Abstract
Background: Human leukocyte antigen-G (HLA-G) is a pivotal protein involved in immune regulation and tolerance, while systemic lupus erythematosus (SLE) is a multifaceted autoimmune condition influenced by genetic and environmental factors. Research indicates that variations and mutations in HLA-G may impact SLE development.
Objective: This study aimed to explore the relationship between polymorphisms in the 3′-untranslated region (UTR) of the HLA-G gene and SLE.
Methods: DNA from 100 SLE patients and 100 controls was analyzed using polymerase chain reaction to amplify the target sequence. Allele and genotype frequencies were determined, and haplotypes were assessed using Haploview v.4.2 software, with linkage disequilibrium calculated.

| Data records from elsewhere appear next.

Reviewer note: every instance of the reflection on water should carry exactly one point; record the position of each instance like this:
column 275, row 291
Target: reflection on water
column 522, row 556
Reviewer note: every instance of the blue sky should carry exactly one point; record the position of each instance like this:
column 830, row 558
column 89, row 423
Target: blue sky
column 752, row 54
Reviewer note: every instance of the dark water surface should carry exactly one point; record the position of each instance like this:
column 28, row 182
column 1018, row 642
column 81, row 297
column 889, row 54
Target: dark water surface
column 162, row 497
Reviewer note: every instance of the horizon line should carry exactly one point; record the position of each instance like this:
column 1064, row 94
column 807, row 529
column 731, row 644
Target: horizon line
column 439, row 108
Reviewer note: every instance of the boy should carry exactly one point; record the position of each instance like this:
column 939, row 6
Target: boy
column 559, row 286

Results: Findings revealed that the +2960 Ins allele was significantly linked to SLE as a risk factor, with the Del allele showing a protective effect. In addition, the +3010C allele and +3187A allele were significantly associated with SLE at both allele and genotype levels. The +3142 GG homozygote was notably linked to SLE at the genotype level. Haplotype analysis identified UTR-2 haplotypes as risk factors for SLE, whereas the UTR-1 haplotype was protective, shedding light on genetic factors influencing SLE risk.
Conclusion: This study underscores the importance of HLA-G gene 3′-UTR polymorphisms in SLE susceptibility, suggesting their potential as diagnostic or therapeutic targets.